Oscar winner Octavia Spencer who plays Johnson’s supervisor, Dorothy Vaughan, was nominated for best supporting actress.

R&B star Janelle Monae plays Mary Jackson, who goes to court for the right to attend segregated night classes so she can pursue her dream of becoming an engineer. Kevin Costner is understated as Al Harrison, the decent boss who respects Johnson.

While some events and characters are fictionalized, the crux of the story is true, said director Theodore Melfi, who consulted during production with Setterly and NASA chief historian Bill Barry. Melfi took Taraji P. Henson, who plays Johnson, to meet the real Johnson, 98, to get a feel for her bearing and character.

The National Advisory Committee for Aeronautics, the precursor to NASA, hired five white women as human “computers” in 1935 and brought in black women in the 1940s. Male engineers had done the calculations, but they hated spending their time that way.

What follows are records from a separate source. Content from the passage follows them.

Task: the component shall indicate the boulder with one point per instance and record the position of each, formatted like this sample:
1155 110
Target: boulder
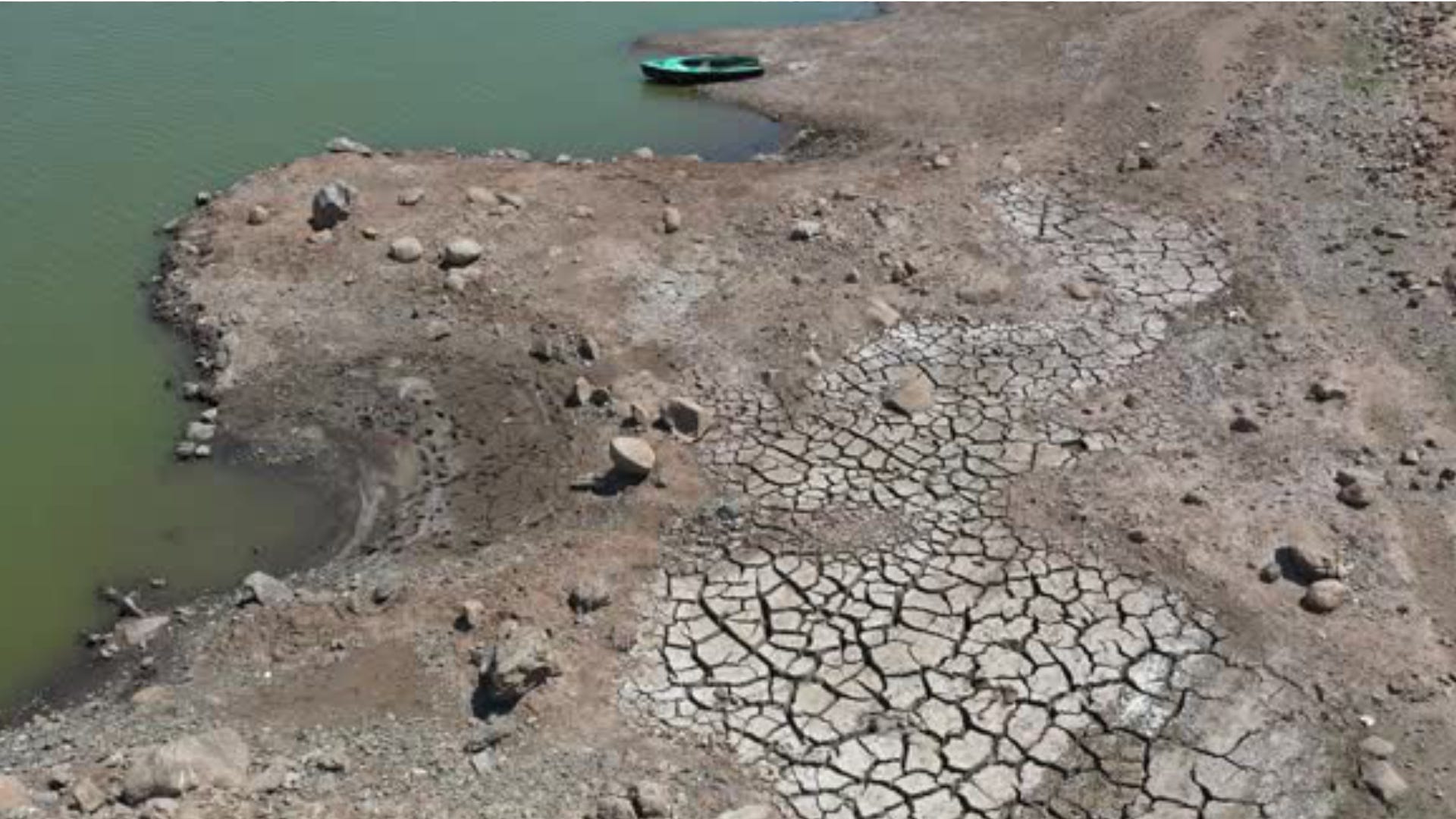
517 665
14 795
632 457
332 205
267 591
686 417
1326 596
139 632
460 253
346 145
912 394
216 760
406 249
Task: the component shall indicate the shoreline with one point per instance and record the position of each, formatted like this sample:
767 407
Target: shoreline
783 303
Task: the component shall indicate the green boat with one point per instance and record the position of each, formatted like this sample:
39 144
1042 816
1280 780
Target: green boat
693 69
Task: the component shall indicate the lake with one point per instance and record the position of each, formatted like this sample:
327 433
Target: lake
114 115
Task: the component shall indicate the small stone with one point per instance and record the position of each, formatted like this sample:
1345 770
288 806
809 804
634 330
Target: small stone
651 800
804 229
588 596
462 253
332 205
472 614
1079 290
913 394
267 591
1326 596
1353 496
88 798
1378 748
1244 425
346 145
686 417
632 457
1383 780
406 249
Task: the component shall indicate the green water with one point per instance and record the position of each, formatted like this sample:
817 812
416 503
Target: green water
112 115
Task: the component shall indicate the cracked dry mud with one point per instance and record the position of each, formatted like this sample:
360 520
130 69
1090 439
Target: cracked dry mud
871 626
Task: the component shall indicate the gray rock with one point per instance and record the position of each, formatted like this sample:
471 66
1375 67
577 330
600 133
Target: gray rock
805 229
346 145
406 249
1383 780
686 417
1326 596
462 253
14 795
519 664
139 632
332 205
88 798
590 595
912 394
264 589
216 760
201 431
632 457
650 800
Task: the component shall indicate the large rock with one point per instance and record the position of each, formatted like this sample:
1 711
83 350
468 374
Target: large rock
139 632
686 417
632 457
332 205
267 591
517 665
406 249
462 253
216 760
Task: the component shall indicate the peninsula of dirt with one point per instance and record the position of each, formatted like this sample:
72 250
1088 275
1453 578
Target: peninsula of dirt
1059 428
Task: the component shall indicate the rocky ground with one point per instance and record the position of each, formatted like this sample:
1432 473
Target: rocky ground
1060 428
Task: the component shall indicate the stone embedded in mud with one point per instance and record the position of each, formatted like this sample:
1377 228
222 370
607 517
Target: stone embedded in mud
517 665
332 205
406 249
632 457
218 760
267 591
912 394
460 253
1383 780
686 417
1326 596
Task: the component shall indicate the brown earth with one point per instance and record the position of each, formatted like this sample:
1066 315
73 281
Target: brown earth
1120 242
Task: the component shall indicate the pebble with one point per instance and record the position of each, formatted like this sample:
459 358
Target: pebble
460 253
1326 596
406 249
632 457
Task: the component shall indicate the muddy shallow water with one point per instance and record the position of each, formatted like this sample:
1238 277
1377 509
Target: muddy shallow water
114 117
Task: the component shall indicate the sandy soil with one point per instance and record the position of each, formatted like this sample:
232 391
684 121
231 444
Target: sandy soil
1076 441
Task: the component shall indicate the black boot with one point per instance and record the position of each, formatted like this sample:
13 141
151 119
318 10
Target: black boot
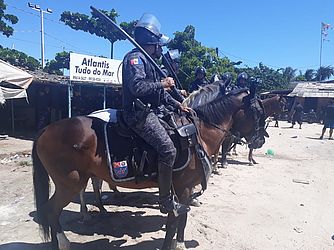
166 200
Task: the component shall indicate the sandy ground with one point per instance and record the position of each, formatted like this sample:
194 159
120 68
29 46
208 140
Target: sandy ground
247 207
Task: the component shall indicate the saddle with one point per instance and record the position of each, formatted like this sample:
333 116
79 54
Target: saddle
129 156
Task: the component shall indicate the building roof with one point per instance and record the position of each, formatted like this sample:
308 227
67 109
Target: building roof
313 89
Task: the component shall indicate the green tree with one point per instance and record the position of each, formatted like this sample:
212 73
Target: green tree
289 74
95 25
5 28
61 61
194 54
18 58
324 72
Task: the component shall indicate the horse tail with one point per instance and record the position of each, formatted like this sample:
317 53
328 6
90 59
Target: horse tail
41 190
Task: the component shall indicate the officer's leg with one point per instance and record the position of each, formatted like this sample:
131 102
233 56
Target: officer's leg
155 135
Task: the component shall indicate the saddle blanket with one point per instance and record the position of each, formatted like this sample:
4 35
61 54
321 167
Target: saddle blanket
106 115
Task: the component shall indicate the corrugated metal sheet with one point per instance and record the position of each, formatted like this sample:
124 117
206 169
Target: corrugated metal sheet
313 89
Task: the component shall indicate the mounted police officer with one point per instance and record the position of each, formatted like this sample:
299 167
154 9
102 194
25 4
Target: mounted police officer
142 84
171 62
227 79
200 81
242 80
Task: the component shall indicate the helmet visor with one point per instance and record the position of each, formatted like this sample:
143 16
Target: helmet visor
149 22
174 54
164 40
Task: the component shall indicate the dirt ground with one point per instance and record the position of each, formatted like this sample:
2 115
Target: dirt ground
284 202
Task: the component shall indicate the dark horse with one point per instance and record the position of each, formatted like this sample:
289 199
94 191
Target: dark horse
70 152
244 124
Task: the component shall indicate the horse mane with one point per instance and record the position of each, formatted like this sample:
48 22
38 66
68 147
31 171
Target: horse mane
210 104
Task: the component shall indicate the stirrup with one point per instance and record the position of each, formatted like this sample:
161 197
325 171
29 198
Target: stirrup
169 205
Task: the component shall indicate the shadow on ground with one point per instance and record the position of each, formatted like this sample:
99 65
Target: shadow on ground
101 244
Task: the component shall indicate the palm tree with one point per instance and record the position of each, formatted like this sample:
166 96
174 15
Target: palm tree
309 74
289 74
324 73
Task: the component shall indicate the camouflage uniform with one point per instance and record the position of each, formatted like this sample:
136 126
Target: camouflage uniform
141 81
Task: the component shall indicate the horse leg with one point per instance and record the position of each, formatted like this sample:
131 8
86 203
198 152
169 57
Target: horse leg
172 223
97 186
180 232
62 196
250 157
224 148
83 208
234 150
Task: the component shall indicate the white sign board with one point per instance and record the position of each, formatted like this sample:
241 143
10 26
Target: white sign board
84 68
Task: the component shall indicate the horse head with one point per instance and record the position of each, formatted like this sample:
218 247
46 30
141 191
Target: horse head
216 111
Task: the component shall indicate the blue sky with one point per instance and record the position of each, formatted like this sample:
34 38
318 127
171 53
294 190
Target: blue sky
277 33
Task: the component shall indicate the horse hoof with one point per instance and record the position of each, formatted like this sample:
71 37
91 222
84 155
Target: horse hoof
216 172
86 218
195 203
180 246
119 195
63 242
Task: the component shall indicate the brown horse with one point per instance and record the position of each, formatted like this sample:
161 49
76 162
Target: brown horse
244 124
70 152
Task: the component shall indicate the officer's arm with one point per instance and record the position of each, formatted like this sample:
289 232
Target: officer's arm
138 85
169 100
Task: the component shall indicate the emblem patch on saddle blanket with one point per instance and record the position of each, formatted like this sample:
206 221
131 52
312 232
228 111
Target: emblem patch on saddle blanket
120 169
107 115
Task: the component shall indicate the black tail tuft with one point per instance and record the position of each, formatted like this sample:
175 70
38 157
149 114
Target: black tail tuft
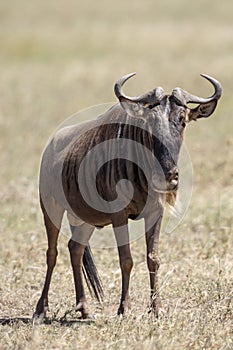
91 275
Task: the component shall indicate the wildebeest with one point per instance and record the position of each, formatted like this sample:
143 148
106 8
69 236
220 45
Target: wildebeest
120 166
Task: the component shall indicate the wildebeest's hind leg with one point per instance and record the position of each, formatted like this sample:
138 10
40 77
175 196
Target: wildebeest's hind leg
80 237
126 261
52 231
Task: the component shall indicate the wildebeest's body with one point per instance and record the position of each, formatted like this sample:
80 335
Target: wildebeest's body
153 121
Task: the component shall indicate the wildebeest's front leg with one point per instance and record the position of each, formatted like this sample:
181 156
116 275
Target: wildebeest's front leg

“They realized the women were much more accurate, much faster and did a better job – and didn’t complain. And you could pay them less,” Barry said in a broadcast to schools. “That actually got put in a memo: `Isn’t this great? They do this great work and they’re cheap.’”

Great the work was, and so is “Hidden Figures.” There’s nothing cheap about the film. 

You could say seeing Johnson, Vaughan and Jackson as role models is pure gold – Oscar gold.